И револьвер, издав щелчок, упал,
живой, нагретый - в нем душа ожила.
Глаза - на руки.
Револьвер упал
как будто плотью был он, частью плоти.
И - как свидетель - плыл двойной торшер
на фоне стен и потолка... и прочих.
Колени глухо стукнули за ним
о пол,
и тело на ковёр припало.
И - кажется - крылатый херувим,
тахта, пружины - всё вокруг рыдало.
Рыдала плоть. Рыдала - и трясла
худые плечи, руки, мир с бокалом.
Рыдала, как орган, как часть весла,
что в воду-слёзы горе погружало.
И комната рыдала вместе с тем
наплывами какими - то из стонов;
в наружном мире сотни тихих вен
катили кровь, кровь медленных наклонов.
И телефон отчаянно звенел.
Звенел, сорвавшись с неподвижной точки.
Но диск был в этом звоне не у дел -
и стопки цифр, и дырочки - кружочки...
Рука могла бы трубку приподнять,
её соединить с намокшим ухом,
нащупать голос и ответ связать
с дыханием чужим набрякшим слухом.
Но поздно... Поздно.
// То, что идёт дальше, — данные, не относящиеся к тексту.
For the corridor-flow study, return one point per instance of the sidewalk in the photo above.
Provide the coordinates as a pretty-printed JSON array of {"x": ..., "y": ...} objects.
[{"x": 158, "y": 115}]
Вечер голубой
на улице, качаясь, бил о стены.
И Времени уже набухли вены,
оставив часть покоя за собой.
Везде обои... Телефон... Тахта...
И человек, теперь лежащий навзничь.
И дверь теперь, и комната не та,
не та острастка разъяснённых разниц.
Не тот металл, хоть он уже остыл -
он холоден теперь не так, как прежде.
И вместо вен - тугая связка жил
умершей плоти - вот ответ надежде!
Звонок... Курок... Осечка... Смерть... Ответ...
Поставленные так, а не иначе,
они всю жизнь и смерть переиначат,
но, кроме них, иного в мире нет.
Иного нет. Лишь вещи: телефон,
стекло, тахта. Клеймёный мир предметов.
И в нём напрасно ждать и ждать ответа,
и обвинять - ведь виноват не он.
Он - по себе. Все по себе детали.
Сам по себе не ставший смертью звон.
И все на фоне их мы как вуали,
закрывшие действительность и сон.
Пусть будет стол. Пусть будут две скрижали.
Пусть будет неизменчивый уклон.
И вот - мы ничего не разделяли -
пусть будет этот телефонный звон.
Начало апреля 1982 года. Минск - Бобруйск.